No mundo espiritual nem sempre as coisas acontecem da forma que desejamos. Se quisermos aproveitar a oportunidade que nos são oferecidas no campo dos reajustes, devemos acima de tudo amansar nossas personalidades travessas e contundentes para ouvirmos quem sabe mais, quem pode mais. Assim eu me encontrava na erraticidade, como dizia o grande mestre de Lion, em busca de uma identidade melhor que endireitasse minhas ânsias de ser da forma que suponha ser a melhor. Era quase noite. Haveria uma preleção no Centro de Informações de determinado departamento da colônia onde residia. Não seríamos muitos. Duas dezenas de colaboradores ainda confusos, ainda em processo de adaptação às realidades espirituais que nos surgiam. Neto, o orientador, iria nos passar informações importantes sobre a reencarnação.

Sim. Sobre a reencarnação. Eu que havia sido ferrenho crítico da sua realidade. Na última existência havia sido pregador em determinado templo. Ali, defronte ouvidos atentos e quase infantis, gritava em alto e bom tom que a reencarnação era objeto dos devaneios mentais, dos não redimidos, daqueles que não queriam aceitar Jesus e seu Evangelho. Sim, deixavam para depois a salvação que deveria ser imediata. Reencarnação para mim era sinônimo de acomodação, o contraponto de Deus que dava a Seus filhos mais oportunidades para errar e pecar nos abismos do mundo. Na minha concepção, na concepção da minha igreja, a salvação era feita pela fé, a fé em Deus que obrava por nós. A fé em Jesus que, imolando-se no madeiro, havia levado todas as nossas imperfeições. E moldava minhas pregações nesta dualidade: as obras são de Deus e Jesus o condutor dos nossos males. Nós, impróprios ainda para tal, éramos ovelhas em trânsito para os céus no convívio dos anjos que, certamente, nos ensinariam como tornar-nos um deles também.

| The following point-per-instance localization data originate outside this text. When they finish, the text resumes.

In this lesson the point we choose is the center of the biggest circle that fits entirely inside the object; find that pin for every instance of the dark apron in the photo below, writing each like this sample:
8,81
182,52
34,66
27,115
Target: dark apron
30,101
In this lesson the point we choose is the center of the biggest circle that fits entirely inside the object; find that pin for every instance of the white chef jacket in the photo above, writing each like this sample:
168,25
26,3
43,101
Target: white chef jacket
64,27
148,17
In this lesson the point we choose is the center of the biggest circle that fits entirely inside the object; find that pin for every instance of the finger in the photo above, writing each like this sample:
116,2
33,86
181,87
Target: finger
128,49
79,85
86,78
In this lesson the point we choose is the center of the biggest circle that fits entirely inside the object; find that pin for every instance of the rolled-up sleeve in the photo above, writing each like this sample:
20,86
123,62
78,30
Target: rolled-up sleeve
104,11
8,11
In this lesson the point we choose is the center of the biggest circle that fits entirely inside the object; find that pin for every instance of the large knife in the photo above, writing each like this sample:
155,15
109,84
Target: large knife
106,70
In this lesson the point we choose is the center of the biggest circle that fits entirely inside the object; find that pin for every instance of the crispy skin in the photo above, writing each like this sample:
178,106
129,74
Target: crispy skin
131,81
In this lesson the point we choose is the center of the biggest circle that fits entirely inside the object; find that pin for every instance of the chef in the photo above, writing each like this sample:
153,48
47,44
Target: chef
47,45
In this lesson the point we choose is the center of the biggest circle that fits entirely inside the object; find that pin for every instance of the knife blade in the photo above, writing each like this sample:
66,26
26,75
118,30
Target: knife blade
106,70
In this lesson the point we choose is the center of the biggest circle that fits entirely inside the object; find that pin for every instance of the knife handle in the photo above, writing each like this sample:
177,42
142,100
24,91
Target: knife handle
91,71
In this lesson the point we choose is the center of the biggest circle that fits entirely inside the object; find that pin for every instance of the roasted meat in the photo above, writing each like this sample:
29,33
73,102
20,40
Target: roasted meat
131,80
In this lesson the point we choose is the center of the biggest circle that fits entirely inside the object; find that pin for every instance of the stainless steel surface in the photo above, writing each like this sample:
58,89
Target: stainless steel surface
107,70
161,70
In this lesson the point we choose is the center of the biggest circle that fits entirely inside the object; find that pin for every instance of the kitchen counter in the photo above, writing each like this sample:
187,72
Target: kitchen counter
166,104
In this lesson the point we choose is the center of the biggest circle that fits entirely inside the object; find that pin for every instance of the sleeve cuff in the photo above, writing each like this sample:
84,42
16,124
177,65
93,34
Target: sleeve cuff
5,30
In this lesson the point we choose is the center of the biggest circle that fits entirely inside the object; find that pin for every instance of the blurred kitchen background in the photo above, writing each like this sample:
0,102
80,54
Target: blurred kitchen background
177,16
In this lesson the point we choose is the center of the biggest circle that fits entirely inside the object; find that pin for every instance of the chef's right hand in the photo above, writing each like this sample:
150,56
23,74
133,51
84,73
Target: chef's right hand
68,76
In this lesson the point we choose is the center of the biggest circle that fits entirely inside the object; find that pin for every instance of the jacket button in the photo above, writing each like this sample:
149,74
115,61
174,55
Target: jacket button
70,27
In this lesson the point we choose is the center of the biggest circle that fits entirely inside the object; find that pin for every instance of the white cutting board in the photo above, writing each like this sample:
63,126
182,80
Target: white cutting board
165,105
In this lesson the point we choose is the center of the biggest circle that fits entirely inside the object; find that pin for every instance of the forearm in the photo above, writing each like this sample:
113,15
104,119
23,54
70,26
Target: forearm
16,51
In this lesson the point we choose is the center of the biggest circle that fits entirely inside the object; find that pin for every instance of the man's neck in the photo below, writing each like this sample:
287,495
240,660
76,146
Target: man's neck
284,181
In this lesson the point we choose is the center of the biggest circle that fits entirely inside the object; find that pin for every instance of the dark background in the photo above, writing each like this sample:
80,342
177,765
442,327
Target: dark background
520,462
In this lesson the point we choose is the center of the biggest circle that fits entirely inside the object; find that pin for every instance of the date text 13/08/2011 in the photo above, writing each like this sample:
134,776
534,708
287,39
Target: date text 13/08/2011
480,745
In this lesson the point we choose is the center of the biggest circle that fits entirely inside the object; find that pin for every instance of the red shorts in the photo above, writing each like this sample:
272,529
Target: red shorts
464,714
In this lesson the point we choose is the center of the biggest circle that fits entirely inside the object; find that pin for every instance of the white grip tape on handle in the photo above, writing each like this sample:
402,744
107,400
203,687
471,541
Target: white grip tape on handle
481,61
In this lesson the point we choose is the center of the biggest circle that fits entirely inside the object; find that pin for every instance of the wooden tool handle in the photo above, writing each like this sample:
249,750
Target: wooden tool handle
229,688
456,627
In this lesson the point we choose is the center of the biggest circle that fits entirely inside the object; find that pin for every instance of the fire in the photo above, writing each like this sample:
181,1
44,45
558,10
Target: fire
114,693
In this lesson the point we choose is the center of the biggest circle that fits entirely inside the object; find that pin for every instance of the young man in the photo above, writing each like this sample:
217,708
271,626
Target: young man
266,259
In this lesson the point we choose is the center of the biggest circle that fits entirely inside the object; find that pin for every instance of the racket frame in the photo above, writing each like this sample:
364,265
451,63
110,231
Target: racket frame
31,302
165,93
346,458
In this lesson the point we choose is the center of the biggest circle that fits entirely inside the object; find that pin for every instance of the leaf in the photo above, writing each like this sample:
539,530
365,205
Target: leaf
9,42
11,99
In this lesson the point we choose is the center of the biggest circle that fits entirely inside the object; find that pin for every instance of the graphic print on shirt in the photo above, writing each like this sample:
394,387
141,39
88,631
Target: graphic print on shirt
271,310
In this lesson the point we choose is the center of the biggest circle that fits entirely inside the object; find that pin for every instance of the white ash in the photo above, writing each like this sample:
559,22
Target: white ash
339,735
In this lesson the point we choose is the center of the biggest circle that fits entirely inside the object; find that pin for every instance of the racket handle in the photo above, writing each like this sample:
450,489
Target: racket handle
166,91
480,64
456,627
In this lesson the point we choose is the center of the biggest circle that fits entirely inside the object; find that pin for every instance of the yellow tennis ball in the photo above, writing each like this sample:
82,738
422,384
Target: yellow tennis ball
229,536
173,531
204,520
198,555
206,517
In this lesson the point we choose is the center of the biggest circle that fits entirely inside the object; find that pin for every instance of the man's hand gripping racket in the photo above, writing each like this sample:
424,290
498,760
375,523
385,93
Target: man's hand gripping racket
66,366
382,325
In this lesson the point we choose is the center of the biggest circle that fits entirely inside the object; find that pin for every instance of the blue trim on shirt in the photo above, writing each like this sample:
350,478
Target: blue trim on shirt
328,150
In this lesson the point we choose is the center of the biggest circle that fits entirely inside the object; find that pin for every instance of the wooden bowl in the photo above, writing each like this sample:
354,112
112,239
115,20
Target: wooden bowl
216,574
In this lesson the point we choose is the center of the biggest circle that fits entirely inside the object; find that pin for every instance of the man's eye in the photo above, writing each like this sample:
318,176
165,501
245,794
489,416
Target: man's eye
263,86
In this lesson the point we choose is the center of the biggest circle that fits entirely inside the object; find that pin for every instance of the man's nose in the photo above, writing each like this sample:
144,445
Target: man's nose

No fundo guardava em minha alma o conforto de haver tentado. De ter sido sincero em minhas palavras, de ter sido fiel aos meus princípios e crente naquilo que dizia. Nossas noites, nossas tardes de domingo eram iluminadas pelas presenças sempre amigas de quantos nos procuravam para o culto, para o convívio salutar em nome do bem. Aquilo marcou profundamente meus sentimentos. Um dia, porém, fui convocado à uma estada no mundo das verdades. Havia sonhado encontrar anjos e encontrei homens. Homens simples, homens complexos, homens sábios, homens ignorantes ainda. Foi uma desastrosa surpresa. Eu estava inserido num contexto que não pregara que não conhecia e muito menos esperava. Minha mãe encontrou-me certo dia. Vinha ela de outras regiões que abrigam habitantes do mundo espiritual. Confortou-me como sempre. Também ela possuía as mesmas convicções que eu e como eu, teve as mesmas surpresas. Conversamos muito sempre que podíamos. Não foi fácil viver aquela realidade não buscada, não aceita, não entendida. Queria os anjos e encontrei homens. Queria apreciar o trabalho de Deus e fui convidado a trabalhar. Queria que Jesus promovesse minha redenção pela minha fé e fui informado que a redenção é individual e intransferível onde o Evangelho age como roteiro seguro.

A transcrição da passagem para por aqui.